We manually access the metrics interface of the k8s component.
[root@master setup]# curl -k https://192.168.118.140:10259/metrics
{
"kind": "Status",
"apiVersion": "v1",
"metadata": {
},
"status": "Failure",
"message": "forbidden: User \"system:anonymous\" cannot get path \"/metrics\"",
"reason": "Forbidden",
"details": {
},
"code": 403
}[root@master setup]#
# By default, authentication access is required
# So how to authenticate?
#In k8s, authentication and access can be performed through certificates or tokens.
#So, where does this token come from?
#It involves a concept.
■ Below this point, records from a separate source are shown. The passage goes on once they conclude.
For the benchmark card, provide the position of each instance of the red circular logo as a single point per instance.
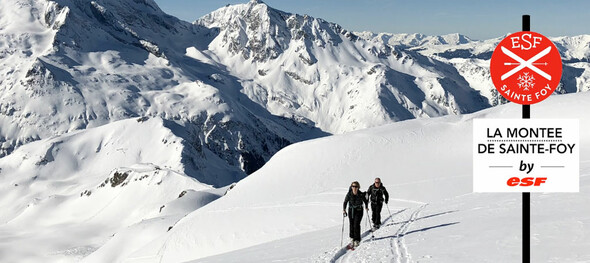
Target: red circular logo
(526, 67)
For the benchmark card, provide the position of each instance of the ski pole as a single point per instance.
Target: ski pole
(390, 216)
(342, 236)
(370, 228)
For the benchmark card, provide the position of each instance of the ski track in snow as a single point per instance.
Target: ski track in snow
(398, 248)
(398, 244)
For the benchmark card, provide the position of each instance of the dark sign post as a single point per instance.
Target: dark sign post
(526, 196)
(526, 155)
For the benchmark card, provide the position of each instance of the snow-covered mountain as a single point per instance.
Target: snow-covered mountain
(304, 67)
(70, 65)
(471, 58)
(425, 165)
(117, 120)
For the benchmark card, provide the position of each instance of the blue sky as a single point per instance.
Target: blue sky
(475, 18)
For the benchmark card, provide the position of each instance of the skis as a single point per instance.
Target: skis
(350, 247)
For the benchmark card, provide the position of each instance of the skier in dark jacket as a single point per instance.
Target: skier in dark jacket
(375, 193)
(355, 199)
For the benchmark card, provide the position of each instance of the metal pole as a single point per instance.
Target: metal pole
(526, 196)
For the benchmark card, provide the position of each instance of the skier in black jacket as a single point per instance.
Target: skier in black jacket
(355, 199)
(376, 192)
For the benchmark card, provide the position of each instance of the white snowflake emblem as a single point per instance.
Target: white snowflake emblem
(526, 81)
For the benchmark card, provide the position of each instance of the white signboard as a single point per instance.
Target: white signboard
(526, 155)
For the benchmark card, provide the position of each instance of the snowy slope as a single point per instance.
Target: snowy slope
(421, 161)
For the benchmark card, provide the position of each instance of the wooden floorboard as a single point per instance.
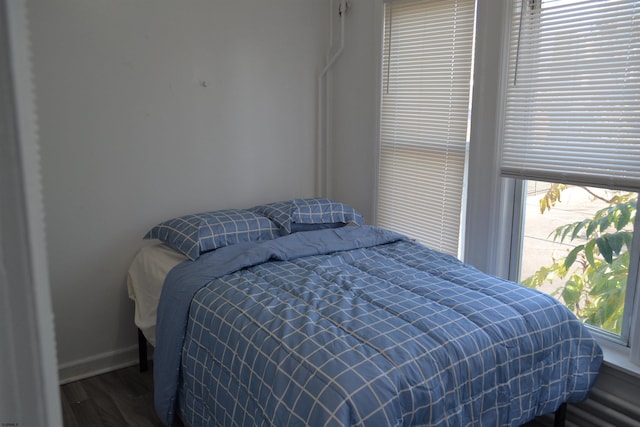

The concept in k8s is the issue of permissions, such as the concepts of clusterrole and serviceaccount.
#serviceaccount is the concept of a user in k8s. As long as the serviceaccount has permission to access node resources, you can obtain information about the corresponding resource.
# You can get tokens from sa created by prometheus
kubectl -n monitoring get sa prometheus-k8s -oyaml
kubectl -n monitoring get secrets prometheus-k8s-token-27mlq -oyaml
[root@master ~]# kubectl -n monitoring get secrets prometheus-k8s-token-27mlq -oyaml
apiVersion: v1
data:
.......
token: ZXlKaGJHY2lPaUpTVXp...................pZdmlkOUpVRFhWSkVB
kind: Secret
# token is encrypted and needs to be decrypted
echo "ZXlKaGJHY2lPaUpTVXp....................pZdmlkOUpVRFhWSkVB" | base64 -d
# Define a token variable, the value is the decrypted content
export token=Decrypted characters
# When accessing metrics, it will be normal
curl -s -k -H "Authorization: Bearer $token" https://192.168.118.140:10259/metrics
# This is OK, note that tr -d deliberately changed a line, indicating that the string content needs to be removed from the newline characters, and you can copy and paste it directly to execute.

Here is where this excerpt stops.